Les applications d'espionnage : une pratique interdite.
Smartphones

Les applications d'espionnage : une tendance inquiétante

Les applications d'espionnage : une pratique interdite. © georgejmclittle / Adobe Stock

De plus en plus de personnes espionnent les smartphones de leurs proches, une tendance pour le moins inquiétante qui n'annonce rien de bon.

Non, nous ne sommes pas dans un épisode de Black Mirror, ni même dans une œuvre de science-fiction futuriste. Espionner le smartphone d'un proche est en passe de devenir de plus en plus courant. Ce qui est loin d'être une bonne nouvelle.

C'est du moins ce que nous annonce Kaspersky, société spécialisée dans la sécurité des systèmes d'information. Selon les données qu'elle transmet, près de 37 000 de ses utilisateurs auraient détecté un mouchard dans leur téléphone entre janvier et août 2019, soit une hausse de 35% par rapport à 2018.

Des applications espionnes de plus en plus facile d'accès

C'est en Russie, en Inde, au Brésil et aux États-Unis que l'on rencontre le plus d'utilisateurs victimes de ces intrusions domestiques indésirables. La France est loin derrière dans ce classement. Des chiffres probablement justifiés par l'assiette de clients de Kaspersky, très populaire en Europe de l'Est, un peu moins dans l'Hexagone.

Répartition géographique des victimes d'applications d'espionnage selon Kaspersky.
Répartition géographique des victimes d'applications d'espionnage selon Kaspersky. © Kaspersky

Ces fameuses applications, on les appelle des "stalkerware", soit des logiciels à traquer, à harceler, en français. Dans les plus populaires, on trouve Mobile Tracker, Cerberus ou encore TheTruthSpy. Elles permettent de contrôler l'emplacement de l'appareil espionné, d'accéder à l'historique navigateur, les SMS, les conversations sur les réseaux sociaux, mais aussi réaliser des enregistrements vidéo ou audio, à distance.

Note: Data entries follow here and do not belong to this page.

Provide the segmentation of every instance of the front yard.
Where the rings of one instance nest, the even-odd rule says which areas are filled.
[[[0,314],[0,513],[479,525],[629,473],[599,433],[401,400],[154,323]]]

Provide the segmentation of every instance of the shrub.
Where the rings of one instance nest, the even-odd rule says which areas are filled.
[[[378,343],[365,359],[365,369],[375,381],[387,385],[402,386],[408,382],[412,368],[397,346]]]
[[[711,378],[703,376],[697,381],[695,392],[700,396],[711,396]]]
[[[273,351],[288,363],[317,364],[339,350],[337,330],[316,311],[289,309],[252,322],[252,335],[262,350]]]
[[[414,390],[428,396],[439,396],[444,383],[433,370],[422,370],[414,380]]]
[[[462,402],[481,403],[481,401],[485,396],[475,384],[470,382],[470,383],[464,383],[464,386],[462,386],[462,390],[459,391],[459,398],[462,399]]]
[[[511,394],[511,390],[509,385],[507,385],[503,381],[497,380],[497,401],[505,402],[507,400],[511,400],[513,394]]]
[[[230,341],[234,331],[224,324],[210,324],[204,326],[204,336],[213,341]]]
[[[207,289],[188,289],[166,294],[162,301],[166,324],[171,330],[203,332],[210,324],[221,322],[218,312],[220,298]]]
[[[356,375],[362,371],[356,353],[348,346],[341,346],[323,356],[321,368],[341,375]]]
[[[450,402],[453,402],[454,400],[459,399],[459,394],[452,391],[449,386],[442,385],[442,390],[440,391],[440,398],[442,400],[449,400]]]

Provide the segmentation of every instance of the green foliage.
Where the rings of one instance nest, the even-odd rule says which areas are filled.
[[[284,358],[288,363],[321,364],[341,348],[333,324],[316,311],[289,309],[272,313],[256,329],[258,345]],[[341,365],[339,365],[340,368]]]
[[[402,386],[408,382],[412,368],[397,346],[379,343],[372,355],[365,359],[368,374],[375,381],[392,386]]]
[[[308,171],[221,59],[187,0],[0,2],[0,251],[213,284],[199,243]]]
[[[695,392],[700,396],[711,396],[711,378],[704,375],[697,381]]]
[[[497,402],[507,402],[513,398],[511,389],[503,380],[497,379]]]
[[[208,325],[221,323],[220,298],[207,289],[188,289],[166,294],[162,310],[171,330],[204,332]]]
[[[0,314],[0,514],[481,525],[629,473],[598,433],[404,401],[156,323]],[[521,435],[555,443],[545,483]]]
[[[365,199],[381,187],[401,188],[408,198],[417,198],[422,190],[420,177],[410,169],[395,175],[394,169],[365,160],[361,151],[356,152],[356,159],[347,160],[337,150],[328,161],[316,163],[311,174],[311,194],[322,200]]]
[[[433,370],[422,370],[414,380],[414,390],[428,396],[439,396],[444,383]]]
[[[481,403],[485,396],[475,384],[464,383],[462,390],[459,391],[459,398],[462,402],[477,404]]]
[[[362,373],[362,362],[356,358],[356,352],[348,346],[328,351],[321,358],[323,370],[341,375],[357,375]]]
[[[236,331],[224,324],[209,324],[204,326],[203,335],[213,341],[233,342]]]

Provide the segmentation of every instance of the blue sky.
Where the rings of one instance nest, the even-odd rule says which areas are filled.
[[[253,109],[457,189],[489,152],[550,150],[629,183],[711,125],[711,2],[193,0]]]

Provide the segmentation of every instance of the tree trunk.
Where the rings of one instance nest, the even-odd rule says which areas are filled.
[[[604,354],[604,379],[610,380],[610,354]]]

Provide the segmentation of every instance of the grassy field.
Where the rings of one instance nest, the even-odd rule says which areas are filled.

Ces stalkerware sont plus fréquents que les logiciels pirates. C'est à dire qu'il y a plus de chance que vous soyez victime d'un proche que d'un hacker qui ne vous connaît ni d'Eve, ni d'Adam. Une pratique qui est absolument illégale, à l'exception de certains cas très précis : le contrôle parental de vos enfants. En effet, espionner un conjoint, un ami, un membre de sa famille est interdit par la loi.

Stalkerware véritable outil d'oppression

Le stalkerware possède aussi un autre nom : spouseware. "Spouse", en anglais, signifiant époux ou épouse. Il va donc de soi que la principale utilisation de cette application malveillante est à l'encontre des conjoints. Un outil qui serait tout particulièrement employé dans les contextes de violences conjugales.

Selon les données analysées par le Centre Hubertine Auclert, centre francilien pour l'égalité femmes-hommes, "9 femmes victimes de violences conjugales sur 10 déclarent avoir subi des cyberviolences de la part de leur partenaire ou ex." Les stalkerware, ou spouseware, permettent alors aux conjoints violents de "surveiller, contrôler et humilier [leurs] victimes". Des chiffres tout particulièrement inquiétants, qui, dès lors qu'on les croise, indiquent une forte hausse de cette triste tendance.